Burley v. City of Annapolis, supra, 182 Md. at 313, 34 A.2d at 606.

We also observe that the appellants cannot rely on the public access to the common areas to establish a public nuisance as maintained in their brief, since the declaration contains no reference to any such common areas nor are there any allegations concerning the public right of "access.”

Appellant’s position here is reminiscent of attempts by tenants to proceed against a landlord for personal injuries based on a nuisance theory; such efforts have been repulsed by the Court of Appeals. Instead, the tenant must proceed by way of traditional negligence theory, as the Court ruled in State v. Feldstein, 207 Md. 20, 35, 113 A.2d 100 (1955):

"We have found no Maryland case in which recovery has been allowed by a tenant against a landlord on the theory of nuisance in an allegation of injury like that in the fourth counts of the declarations and we see no reason to extend the definition of nuisance. In cases like the instant ones the plaintiff must recover, if at all, on the theory of negligence.”

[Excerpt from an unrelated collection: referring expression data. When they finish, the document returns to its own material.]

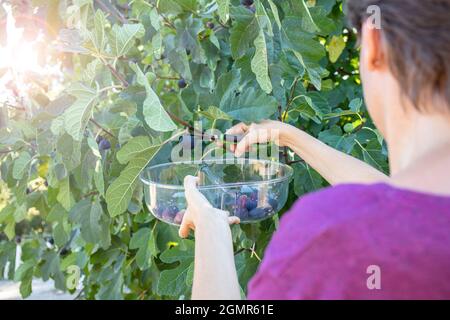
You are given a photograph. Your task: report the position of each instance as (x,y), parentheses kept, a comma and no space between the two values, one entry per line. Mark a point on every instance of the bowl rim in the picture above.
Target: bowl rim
(288,176)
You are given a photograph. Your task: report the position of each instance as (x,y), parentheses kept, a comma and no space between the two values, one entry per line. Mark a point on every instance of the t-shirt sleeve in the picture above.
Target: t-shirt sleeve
(308,257)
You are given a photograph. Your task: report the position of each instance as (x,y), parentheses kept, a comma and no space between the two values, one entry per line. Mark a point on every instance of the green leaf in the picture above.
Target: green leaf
(65,196)
(244,31)
(355,105)
(314,71)
(24,274)
(214,113)
(93,221)
(306,179)
(123,37)
(251,106)
(260,64)
(119,193)
(275,13)
(154,113)
(172,282)
(223,10)
(21,164)
(98,170)
(308,24)
(133,148)
(98,36)
(144,241)
(77,116)
(335,138)
(335,48)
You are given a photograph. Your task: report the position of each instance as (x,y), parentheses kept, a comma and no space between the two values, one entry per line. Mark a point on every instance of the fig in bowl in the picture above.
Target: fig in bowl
(250,189)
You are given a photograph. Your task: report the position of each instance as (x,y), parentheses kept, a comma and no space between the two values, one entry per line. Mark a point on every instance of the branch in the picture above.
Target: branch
(296,161)
(6,151)
(116,74)
(166,20)
(98,125)
(113,11)
(291,96)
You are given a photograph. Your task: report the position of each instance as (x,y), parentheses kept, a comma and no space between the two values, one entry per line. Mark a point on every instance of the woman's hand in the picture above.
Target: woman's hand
(335,166)
(266,131)
(215,274)
(200,212)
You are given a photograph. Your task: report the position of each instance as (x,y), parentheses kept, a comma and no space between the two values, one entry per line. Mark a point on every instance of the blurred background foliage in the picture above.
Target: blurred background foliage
(82,79)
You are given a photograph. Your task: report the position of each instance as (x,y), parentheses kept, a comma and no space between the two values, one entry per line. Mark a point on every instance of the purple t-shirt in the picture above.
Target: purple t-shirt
(359,242)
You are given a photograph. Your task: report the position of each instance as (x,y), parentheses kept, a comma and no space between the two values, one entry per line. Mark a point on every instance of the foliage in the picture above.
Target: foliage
(68,202)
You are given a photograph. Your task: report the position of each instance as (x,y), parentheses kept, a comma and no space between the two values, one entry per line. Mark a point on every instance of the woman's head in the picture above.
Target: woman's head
(407,54)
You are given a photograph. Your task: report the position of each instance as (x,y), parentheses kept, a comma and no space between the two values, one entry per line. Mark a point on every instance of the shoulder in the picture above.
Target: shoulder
(326,242)
(314,236)
(321,211)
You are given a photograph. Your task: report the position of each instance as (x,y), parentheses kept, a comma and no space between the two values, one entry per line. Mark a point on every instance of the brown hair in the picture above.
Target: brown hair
(417,34)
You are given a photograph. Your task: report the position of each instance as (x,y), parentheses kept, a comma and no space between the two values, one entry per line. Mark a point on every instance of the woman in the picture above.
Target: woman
(368,236)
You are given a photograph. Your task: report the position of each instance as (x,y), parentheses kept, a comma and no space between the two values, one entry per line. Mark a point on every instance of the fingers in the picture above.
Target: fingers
(194,197)
(240,128)
(184,230)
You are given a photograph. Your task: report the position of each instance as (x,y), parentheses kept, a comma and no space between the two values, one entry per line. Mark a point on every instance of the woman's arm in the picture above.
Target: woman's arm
(215,276)
(335,166)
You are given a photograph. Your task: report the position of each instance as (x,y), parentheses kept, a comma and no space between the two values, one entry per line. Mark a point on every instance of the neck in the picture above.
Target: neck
(421,136)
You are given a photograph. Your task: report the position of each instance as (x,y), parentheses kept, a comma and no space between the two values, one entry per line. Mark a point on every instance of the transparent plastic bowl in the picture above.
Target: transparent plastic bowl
(252,190)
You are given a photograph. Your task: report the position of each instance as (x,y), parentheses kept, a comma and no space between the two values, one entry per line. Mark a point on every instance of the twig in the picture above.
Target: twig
(98,125)
(92,193)
(117,75)
(115,13)
(296,161)
(167,78)
(6,151)
(291,96)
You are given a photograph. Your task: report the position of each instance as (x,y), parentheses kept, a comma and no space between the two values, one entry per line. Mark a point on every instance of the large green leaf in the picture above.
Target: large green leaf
(172,282)
(93,221)
(244,31)
(77,116)
(223,10)
(119,193)
(65,196)
(144,241)
(260,64)
(97,35)
(251,105)
(123,37)
(21,164)
(154,113)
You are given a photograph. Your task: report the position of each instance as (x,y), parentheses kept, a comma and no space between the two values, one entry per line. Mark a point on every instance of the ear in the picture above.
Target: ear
(373,48)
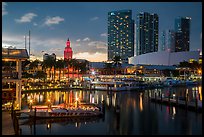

Put simply, a "nuisance exists because of a violation of an absolute duty so that it does not rest on the degree of care used...Sherwood Brothers, Inc. v. Eckard, 204 Md. 485, 493, 105 A.2d 207 (1954). Appellants’ grasp for a nuisance theory against a landlord can be no more availing here than in the decided cases involving personal injuries. See, e.g., Maenner v. Carroll, 46 Md. 193 (1877); Smith v. Walsh, 92 Md. 518, 48 A. 92 (1901); Sherwood Brothers, Inc. v. Eckard, supra, 204 Md. 485, 105 A.2d 207 (1954); State v. Feldstein, supra, 207 Md. 20, 113 A.2d 100 (1955).

In sum, we reject the claim that the alleged improper maintenance of individual rental units constitutes a public nuisance. What is, in essence, involved in this appeal is a damages claim for failure to maintain the demised premises. This is the only act or omission charged to the appellees in the declaration. By attempting to assert a cause of action based upon public nuisance, appellants are seeking to overcome settled principles of Maryland law that, in the absence of an express covenant, the landlord is under no duty to keep the premises in repair. Miller v. Howard, 206 Md. 148, 155, 110 A.2d 683, 685-86 (1955); and there is no allegation that the landlords in this case made any such covenant.

It is accordingly our conclusion that the demurrers to the second amended declaration were properly sustained without leave to amend.

Order affirmed; appellants to pay the costs. 
      
      . We are told that the form of lease which the tenants filed in reply to a demand for production of written instruments shows that the lease executed by the tenants in this case expressly placed the duty of repair on the tenant, not the landlord.